Carpozi was shocked by Marilyn’s optimism. How could she seem so happy? She’d left Hollywood for a chilly, ramshackle suite swarming with rats, paparazzi, and greasy teens. Bad press, lawsuit threats, and Darryl Zanuck still breathing down her neck. With MMP teetering and no investors in sight, her situation was tenuous—even her clothes were still in LA. She had no money, no relationship, no future—at least not one she could see. But she had her freedom, she had Milton, and for now that was all that mattered.

One late January morning, Marilyn emerged from the Gladstone arm in arm with Milton and George Nardiello. A dark-eyed fourteen-year-old named Peter Mangone shivered by the door, fiddling with a Revere movie camera he’d borrowed from his brother. Marilyn turned on her heel to blow Peter a kiss, and Milton gamely allowed the boy to follow. Perhaps Peter reminded him of his younger self—a shy kid from the Bronx, skipping school to stake out his favorite star.

For the next few hours, Peter followed the trio as they sauntered down Fifth Avenue, making stops at Elizabeth Arden and I. Miller & Sons. Sometimes she’d pause to adjust her fur collar or to whisper and giggle into Milton’s ear. Sometimes she’d gaze skyward and yawn, lashes lowered like a cat’s. The late-morning light cast a lo-fi haze. She looked like a blonde peach.

Marilyn looked particularly beautiful in those first months of 1955, her tousled locks skimming her chocolate collar, her skin iridescent against the city’s gray matte. She cut a stark hourglass figure in fitted black cashmere—and for once her figure looked elegant, not exaggerated. Cars screeched to a halt on the curb. Somewhere on 54th Street a Checker cab crashed into the back of a delivery truck, its dazed driver grinning out the window: “Marilyn!!!”

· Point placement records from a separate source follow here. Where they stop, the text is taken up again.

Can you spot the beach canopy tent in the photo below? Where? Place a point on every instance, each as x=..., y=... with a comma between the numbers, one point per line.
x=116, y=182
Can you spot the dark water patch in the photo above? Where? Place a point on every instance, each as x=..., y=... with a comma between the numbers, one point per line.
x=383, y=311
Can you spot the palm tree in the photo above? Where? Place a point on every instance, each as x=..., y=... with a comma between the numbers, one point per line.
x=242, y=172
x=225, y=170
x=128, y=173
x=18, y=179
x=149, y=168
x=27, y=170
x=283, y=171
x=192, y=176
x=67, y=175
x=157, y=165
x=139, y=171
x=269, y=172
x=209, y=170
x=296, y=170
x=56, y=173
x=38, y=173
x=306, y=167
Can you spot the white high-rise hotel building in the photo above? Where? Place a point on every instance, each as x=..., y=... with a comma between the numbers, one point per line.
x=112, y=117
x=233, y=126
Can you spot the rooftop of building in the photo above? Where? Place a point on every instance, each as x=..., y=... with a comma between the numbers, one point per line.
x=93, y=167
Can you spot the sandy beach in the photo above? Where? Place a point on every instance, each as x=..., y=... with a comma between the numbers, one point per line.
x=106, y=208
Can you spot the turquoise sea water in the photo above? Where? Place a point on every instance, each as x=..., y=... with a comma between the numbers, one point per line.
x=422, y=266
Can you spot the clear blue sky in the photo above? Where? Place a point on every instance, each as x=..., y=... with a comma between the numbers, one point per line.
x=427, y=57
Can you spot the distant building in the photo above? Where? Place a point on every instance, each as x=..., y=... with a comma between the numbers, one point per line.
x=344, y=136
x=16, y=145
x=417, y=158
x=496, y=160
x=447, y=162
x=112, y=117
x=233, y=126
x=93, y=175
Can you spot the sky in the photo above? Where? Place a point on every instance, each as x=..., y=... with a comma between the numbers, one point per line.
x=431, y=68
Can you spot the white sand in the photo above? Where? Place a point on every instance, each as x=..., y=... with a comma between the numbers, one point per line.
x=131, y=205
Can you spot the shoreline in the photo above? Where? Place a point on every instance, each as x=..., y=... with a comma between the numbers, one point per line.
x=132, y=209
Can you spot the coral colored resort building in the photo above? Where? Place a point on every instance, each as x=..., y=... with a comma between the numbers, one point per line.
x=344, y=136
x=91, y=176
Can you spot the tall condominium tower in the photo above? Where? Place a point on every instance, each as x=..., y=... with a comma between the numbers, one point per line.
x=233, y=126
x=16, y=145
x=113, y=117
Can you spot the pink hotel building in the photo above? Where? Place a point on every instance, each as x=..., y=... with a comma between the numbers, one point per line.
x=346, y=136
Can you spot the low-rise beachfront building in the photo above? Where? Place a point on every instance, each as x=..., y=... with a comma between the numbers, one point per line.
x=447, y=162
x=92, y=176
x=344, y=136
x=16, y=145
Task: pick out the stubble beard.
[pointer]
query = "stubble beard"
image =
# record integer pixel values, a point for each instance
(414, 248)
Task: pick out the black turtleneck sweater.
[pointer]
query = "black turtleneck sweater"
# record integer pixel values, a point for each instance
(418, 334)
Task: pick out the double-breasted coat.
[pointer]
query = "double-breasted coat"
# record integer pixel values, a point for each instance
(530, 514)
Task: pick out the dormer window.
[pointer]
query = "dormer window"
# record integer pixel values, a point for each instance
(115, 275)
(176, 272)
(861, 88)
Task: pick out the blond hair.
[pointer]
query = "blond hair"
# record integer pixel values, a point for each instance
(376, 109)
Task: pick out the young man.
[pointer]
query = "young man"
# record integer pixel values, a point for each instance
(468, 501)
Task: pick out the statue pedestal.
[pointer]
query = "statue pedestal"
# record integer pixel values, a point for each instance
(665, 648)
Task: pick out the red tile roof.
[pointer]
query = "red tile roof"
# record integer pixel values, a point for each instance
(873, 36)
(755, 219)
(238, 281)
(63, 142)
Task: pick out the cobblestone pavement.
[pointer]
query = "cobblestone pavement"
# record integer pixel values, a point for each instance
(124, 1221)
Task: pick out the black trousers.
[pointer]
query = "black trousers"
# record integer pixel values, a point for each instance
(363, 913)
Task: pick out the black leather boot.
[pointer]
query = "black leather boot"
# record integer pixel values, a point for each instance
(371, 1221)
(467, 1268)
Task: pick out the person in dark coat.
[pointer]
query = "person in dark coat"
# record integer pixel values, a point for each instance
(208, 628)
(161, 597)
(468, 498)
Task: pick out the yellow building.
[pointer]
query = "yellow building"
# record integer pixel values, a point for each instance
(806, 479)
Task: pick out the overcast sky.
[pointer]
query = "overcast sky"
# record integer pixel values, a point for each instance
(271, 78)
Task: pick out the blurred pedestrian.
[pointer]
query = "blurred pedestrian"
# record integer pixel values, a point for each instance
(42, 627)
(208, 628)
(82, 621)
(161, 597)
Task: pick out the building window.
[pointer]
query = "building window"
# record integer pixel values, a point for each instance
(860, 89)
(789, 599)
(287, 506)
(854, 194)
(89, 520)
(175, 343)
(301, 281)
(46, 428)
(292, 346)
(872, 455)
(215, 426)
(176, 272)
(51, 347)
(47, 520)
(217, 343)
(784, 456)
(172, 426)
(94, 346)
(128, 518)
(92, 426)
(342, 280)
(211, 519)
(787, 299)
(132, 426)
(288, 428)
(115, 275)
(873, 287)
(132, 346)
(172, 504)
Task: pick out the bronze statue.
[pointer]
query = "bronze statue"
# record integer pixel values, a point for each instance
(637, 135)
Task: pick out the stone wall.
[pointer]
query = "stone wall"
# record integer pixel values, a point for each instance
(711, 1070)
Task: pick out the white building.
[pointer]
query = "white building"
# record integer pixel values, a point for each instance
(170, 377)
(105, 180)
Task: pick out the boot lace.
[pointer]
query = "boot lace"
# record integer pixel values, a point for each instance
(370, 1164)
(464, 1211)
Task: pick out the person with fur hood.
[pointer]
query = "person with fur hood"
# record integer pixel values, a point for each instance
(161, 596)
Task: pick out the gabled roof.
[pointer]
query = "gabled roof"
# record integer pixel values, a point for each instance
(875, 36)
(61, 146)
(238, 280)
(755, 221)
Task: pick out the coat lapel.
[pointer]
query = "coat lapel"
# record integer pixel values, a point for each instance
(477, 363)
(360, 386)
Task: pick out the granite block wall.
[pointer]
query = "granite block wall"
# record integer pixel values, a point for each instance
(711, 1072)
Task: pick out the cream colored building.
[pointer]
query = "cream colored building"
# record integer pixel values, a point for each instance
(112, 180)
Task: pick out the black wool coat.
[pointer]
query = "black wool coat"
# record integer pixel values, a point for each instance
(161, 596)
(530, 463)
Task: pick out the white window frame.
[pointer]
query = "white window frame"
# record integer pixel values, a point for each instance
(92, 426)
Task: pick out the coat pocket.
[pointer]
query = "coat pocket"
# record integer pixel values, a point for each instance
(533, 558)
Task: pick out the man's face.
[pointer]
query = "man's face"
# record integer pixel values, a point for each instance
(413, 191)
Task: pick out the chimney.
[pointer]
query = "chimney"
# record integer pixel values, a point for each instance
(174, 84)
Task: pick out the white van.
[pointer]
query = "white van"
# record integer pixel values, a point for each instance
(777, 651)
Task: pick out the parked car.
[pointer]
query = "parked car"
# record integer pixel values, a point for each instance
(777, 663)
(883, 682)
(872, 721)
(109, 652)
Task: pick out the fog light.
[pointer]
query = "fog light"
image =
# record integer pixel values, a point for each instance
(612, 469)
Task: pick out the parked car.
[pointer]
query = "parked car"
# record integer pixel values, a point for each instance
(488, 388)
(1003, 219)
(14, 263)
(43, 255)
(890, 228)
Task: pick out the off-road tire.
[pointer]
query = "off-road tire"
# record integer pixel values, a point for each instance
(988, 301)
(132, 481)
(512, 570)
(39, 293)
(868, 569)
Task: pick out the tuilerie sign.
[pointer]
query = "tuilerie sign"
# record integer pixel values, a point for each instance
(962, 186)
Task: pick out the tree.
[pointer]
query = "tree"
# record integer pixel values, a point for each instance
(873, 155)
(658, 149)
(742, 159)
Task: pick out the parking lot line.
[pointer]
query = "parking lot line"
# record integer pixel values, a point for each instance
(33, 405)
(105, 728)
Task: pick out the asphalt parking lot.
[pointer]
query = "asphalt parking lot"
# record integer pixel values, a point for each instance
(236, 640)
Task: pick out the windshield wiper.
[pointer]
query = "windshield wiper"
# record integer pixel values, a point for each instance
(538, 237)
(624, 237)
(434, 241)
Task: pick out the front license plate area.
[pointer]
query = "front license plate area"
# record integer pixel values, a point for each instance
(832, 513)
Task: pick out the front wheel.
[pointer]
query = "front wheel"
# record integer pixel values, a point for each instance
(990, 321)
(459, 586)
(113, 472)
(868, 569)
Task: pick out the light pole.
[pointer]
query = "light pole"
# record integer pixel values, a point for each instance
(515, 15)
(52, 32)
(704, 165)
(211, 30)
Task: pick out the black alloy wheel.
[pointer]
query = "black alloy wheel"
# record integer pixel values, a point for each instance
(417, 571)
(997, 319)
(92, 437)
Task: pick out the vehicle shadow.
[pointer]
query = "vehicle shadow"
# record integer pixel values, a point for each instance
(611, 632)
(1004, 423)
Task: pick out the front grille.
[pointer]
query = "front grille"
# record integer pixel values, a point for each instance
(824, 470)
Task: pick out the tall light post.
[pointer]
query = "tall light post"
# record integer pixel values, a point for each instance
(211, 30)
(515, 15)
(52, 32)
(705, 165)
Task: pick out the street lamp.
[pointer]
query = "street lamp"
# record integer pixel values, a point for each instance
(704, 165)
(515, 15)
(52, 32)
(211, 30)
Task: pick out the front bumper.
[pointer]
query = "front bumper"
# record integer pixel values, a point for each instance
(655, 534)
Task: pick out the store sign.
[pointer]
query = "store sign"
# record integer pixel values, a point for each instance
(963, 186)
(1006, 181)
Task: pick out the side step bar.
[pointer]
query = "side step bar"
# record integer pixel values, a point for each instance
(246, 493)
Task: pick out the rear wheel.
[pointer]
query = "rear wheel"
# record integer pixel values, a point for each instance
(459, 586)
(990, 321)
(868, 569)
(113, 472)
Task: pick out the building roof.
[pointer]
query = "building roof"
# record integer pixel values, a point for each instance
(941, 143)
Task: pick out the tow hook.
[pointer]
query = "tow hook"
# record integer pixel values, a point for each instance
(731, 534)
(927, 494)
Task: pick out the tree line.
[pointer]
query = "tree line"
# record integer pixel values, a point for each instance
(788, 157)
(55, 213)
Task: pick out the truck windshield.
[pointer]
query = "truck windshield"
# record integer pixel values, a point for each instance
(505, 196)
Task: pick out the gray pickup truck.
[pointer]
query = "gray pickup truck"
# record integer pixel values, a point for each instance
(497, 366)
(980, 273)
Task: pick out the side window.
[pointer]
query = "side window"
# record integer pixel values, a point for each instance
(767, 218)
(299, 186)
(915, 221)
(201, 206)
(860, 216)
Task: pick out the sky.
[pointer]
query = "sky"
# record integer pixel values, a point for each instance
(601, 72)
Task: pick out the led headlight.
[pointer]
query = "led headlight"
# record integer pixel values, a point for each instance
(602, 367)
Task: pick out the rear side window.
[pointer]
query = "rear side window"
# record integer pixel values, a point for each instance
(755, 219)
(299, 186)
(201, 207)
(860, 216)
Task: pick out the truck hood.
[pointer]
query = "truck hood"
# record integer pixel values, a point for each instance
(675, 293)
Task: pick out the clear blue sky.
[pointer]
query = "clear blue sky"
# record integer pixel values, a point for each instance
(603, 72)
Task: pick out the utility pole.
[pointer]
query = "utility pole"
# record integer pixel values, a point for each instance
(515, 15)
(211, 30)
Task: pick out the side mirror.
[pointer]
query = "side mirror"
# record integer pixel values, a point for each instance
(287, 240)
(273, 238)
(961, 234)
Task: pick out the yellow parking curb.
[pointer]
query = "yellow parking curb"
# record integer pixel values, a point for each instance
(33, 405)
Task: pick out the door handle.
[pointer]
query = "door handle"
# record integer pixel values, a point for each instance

She squeezed Milton’s arm tighter, smiling in the frosty air. They marched at a merry clip—Lexington Avenue still glittered with ice, but a giddy thaw hung in the air. Winter was halfway over, and all it took was one balmy gust to unleash spring’s woozy levity. They might end up bankrupt and disgraced, but spring was coming, and it looked bubbly and blonde and dizzy with promise. Like a bottle of champagne straight from the freezer—the one you were saving for Sunday but open on Tuesday. Because you no longer feel worried and woolen—just clear, smooth, and synthetic as a Lucite bauble. Because of the creamy camellias in the Liz Arden window. Because you’re going to share the bottle with your best friend—the one who makes you curious as a teenager, and you want that high to last all night, all week. You want it to last forever.